Table 1. List of various biosensors developed for the detection of Covid-19.
Sl. No. | Biosensor type | Sample vol. (µl) | LOD | Sensitivity (%) | Reference |
---|---|---|---|---|---|
1 | Electrochemical | - | 15 fM | - | [115] |
90 fM | - | [116] | |||
2 | Chip-based | 10 | 30–1000 CFU/ml | - | [117] |
3 | Paper-based | 20 | - | 91.54 | [118] |
10 | 1 ng/ml | >90 | [119] | ||
4 | Film-based | 500 | 30 CFU/ml | - | [120] |
5 | 2D material based | 5 | 0.01 CFU/ml | - | [121] |
6 | Real-time qRT-PCR | 5 | 3.2 copy/µl | - | [122] |
7 | LAMP | - | - | - | [123] |
8 | CRISPR-based LAMP with LFA | <10 µl | 10 copy/µl | 95% | [124] |
9 | RT-LAMP | 25 µl | 20 copy/reaction | 100% | [125] |
10 | RCA with MNP | - | Sub-fM | - | [126] |
11 | Isothermal DNA amplification | - | - | 95% | [127] |
12 | LAMP with colorimetric read out | 20 µl | 4.8 copy/µl | - | [128] |
Abbreviations: CFU, colony forming unit; fM, femtomolar; LOD, limit of detection; RT, reverse transcription.

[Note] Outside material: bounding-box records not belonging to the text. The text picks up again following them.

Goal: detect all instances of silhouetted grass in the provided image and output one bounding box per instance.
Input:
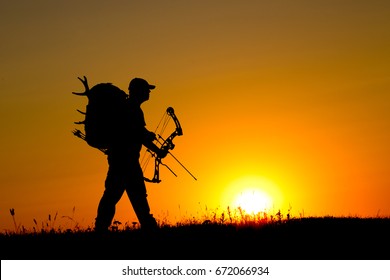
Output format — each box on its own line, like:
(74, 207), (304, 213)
(0, 208), (390, 260)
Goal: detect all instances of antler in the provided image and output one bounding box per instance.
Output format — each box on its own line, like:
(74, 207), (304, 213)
(72, 76), (89, 96)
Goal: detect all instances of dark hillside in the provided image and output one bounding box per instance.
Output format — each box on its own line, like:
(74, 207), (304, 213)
(0, 217), (390, 260)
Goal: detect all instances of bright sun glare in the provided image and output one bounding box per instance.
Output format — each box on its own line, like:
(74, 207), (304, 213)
(233, 188), (272, 214)
(224, 176), (281, 214)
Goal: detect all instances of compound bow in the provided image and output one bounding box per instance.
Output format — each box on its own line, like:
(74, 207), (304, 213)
(144, 107), (197, 183)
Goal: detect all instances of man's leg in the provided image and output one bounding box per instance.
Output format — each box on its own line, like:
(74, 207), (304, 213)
(126, 177), (158, 230)
(95, 171), (125, 231)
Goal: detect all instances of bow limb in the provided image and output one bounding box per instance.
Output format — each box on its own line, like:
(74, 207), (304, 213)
(144, 107), (183, 183)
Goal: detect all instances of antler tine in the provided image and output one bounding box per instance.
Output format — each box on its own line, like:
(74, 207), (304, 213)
(72, 76), (89, 96)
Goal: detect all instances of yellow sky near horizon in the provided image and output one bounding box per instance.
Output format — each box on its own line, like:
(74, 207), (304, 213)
(0, 0), (390, 230)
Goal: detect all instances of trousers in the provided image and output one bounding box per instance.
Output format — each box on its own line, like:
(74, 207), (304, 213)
(95, 155), (157, 231)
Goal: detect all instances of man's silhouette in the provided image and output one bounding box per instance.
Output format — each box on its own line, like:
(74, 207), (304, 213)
(95, 78), (167, 232)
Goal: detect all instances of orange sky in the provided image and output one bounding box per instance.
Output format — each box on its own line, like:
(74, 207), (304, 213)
(0, 0), (390, 230)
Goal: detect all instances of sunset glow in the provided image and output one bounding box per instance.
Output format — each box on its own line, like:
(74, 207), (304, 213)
(0, 0), (390, 230)
(223, 176), (282, 214)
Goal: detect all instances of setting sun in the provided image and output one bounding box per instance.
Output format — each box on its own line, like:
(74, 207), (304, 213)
(223, 176), (282, 214)
(233, 188), (272, 214)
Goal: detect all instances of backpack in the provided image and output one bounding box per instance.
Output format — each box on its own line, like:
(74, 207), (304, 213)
(73, 76), (128, 152)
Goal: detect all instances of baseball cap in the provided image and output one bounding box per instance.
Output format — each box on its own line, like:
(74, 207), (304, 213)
(129, 78), (156, 91)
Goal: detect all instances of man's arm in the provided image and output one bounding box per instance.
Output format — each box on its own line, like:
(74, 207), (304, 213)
(142, 128), (168, 158)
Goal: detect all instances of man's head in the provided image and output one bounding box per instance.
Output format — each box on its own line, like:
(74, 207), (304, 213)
(129, 78), (156, 103)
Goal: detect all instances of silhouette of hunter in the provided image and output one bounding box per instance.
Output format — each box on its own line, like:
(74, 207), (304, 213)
(95, 78), (167, 232)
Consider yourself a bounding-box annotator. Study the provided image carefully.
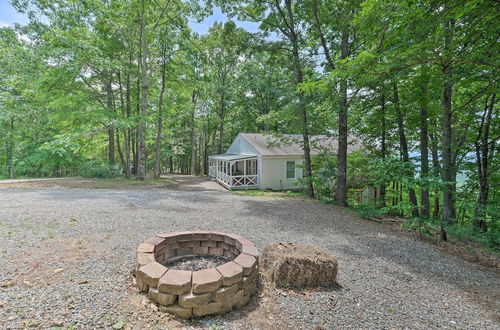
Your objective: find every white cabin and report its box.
[208,133,355,190]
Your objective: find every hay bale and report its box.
[260,243,338,288]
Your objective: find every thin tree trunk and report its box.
[190,90,197,175]
[155,44,167,179]
[380,90,387,207]
[335,31,349,206]
[116,129,125,166]
[420,76,430,219]
[392,82,419,218]
[472,94,496,232]
[429,134,441,219]
[285,0,314,198]
[117,72,130,178]
[219,91,226,154]
[440,19,455,235]
[106,74,115,165]
[137,0,149,181]
[5,117,14,179]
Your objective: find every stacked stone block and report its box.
[134,231,259,318]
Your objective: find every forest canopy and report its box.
[0,0,500,251]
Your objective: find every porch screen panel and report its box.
[286,162,295,179]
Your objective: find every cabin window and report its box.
[286,162,295,179]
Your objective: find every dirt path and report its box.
[0,176,500,329]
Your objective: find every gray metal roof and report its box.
[210,154,257,160]
[240,133,361,156]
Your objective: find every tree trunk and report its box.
[155,44,167,179]
[115,129,125,167]
[420,76,430,219]
[219,91,226,154]
[380,90,387,207]
[117,72,130,178]
[441,19,455,229]
[392,82,419,218]
[5,117,14,179]
[137,0,149,181]
[335,31,349,206]
[429,134,441,219]
[106,74,115,165]
[285,0,314,198]
[472,94,496,232]
[190,90,197,175]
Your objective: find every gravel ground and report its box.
[0,176,500,329]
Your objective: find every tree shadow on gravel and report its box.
[235,199,500,316]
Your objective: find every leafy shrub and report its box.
[352,203,384,219]
[80,160,122,179]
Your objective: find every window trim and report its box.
[285,160,297,180]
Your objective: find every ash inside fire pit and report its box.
[165,256,228,271]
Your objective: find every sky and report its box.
[0,0,259,34]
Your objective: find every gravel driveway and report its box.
[0,176,500,329]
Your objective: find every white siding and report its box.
[226,135,259,155]
[260,156,303,190]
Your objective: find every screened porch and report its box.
[208,154,259,189]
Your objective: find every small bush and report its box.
[80,160,122,179]
[353,203,384,219]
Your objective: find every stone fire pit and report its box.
[134,231,259,318]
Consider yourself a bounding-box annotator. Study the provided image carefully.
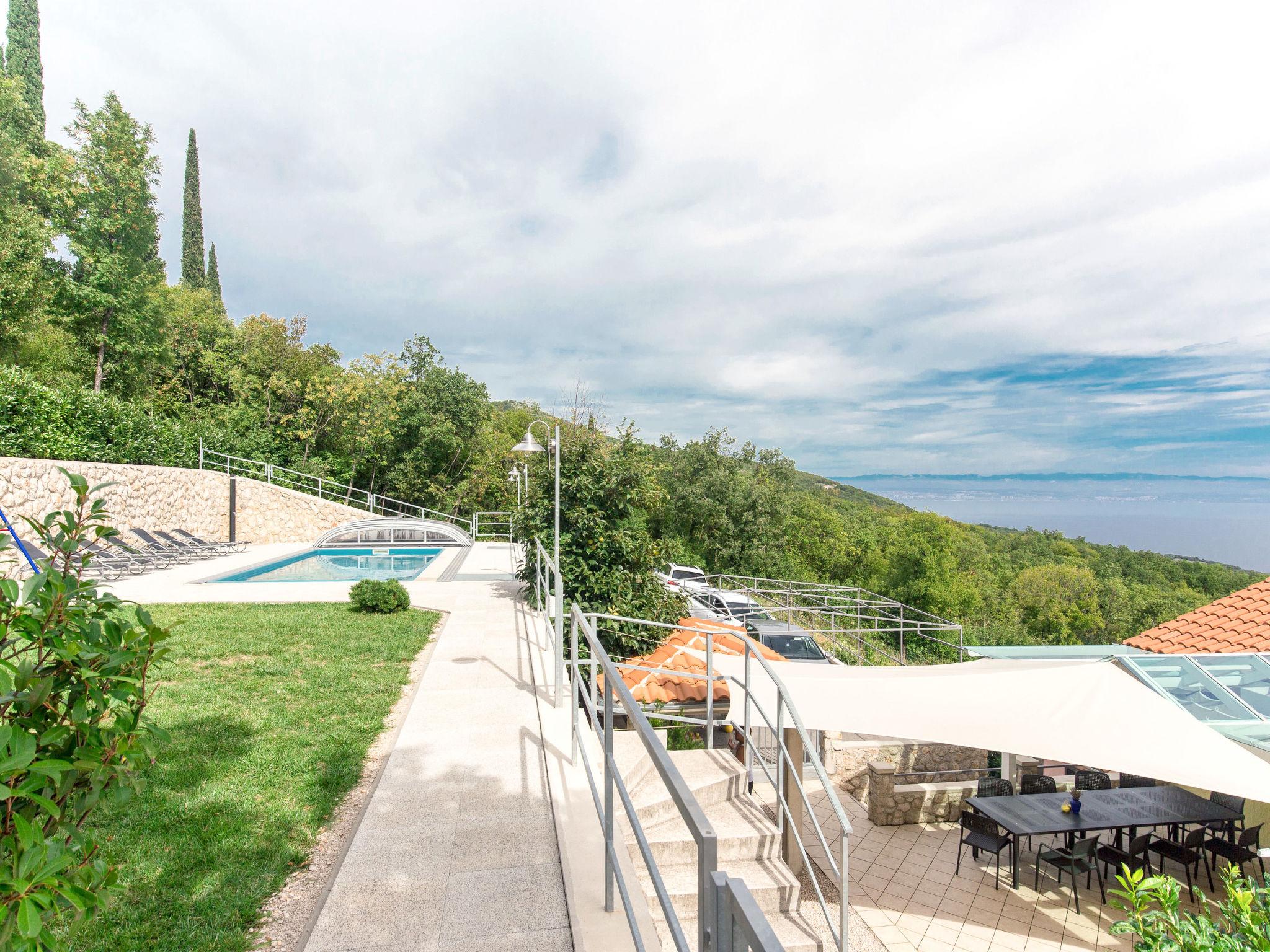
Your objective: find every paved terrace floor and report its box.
[756,787,1222,952]
[112,544,573,952]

Examining the interaction between photons and surface electrons at the intersection of nanomaterials has been used to develop plasmonic biosensors. For example, the prism-based surface plasmon resonance (SPR) biosensors have been widely used for real-time chemical and biological applications. Recent adoption of plasmonic fiber-optic biosensor has also overcome the bulkiness issue and added new characteristics like tolerance to harsh environment and remote sensing to plasmonic biosensors [129]. SPR biosensors are also employed to detect the SARS-CoV antibody where a protein synthetic gene was coupled with gold-binding genes of SARS coronaviral surface antigen polypeptides [130]. Recently, a team of Masson investigators reported direct detection of SARS-CoV-2 nucleocapsid antibodies in human serum sample using SPR-based sensors [131]. The peptide monolayer was successfully coated on the metal surface of SPR sensor and allowed to interact with the nucleocapsid protein of the coronavirus that eventually detected SARS-CoV-2 antibodies at the nanomolar concentration. EC sensors that offer greater advantages, such as low cost, high sensitivity, ease of use, and comparatively easy instrumentation are also reported used for the detection of SARS-CoV-2. Recently, molecularly imprinted polymers (MIPs)-based electrochemical sensor has been fabricated by Raziq et al. [115] for the detection of SARS-CoV-2 nucleoprotein antigen with a detection limit ∼15 fM. FET-based biosensing platforms that allows achieving high sensitivity with low volume samples for rapid analyses are another promising tools for clinical and POCT of SARS-CoV-2 [132]. Seo et al. have successfully developed an FET-based tool for detection of SARS-CoV-2 in clinical specimens [133].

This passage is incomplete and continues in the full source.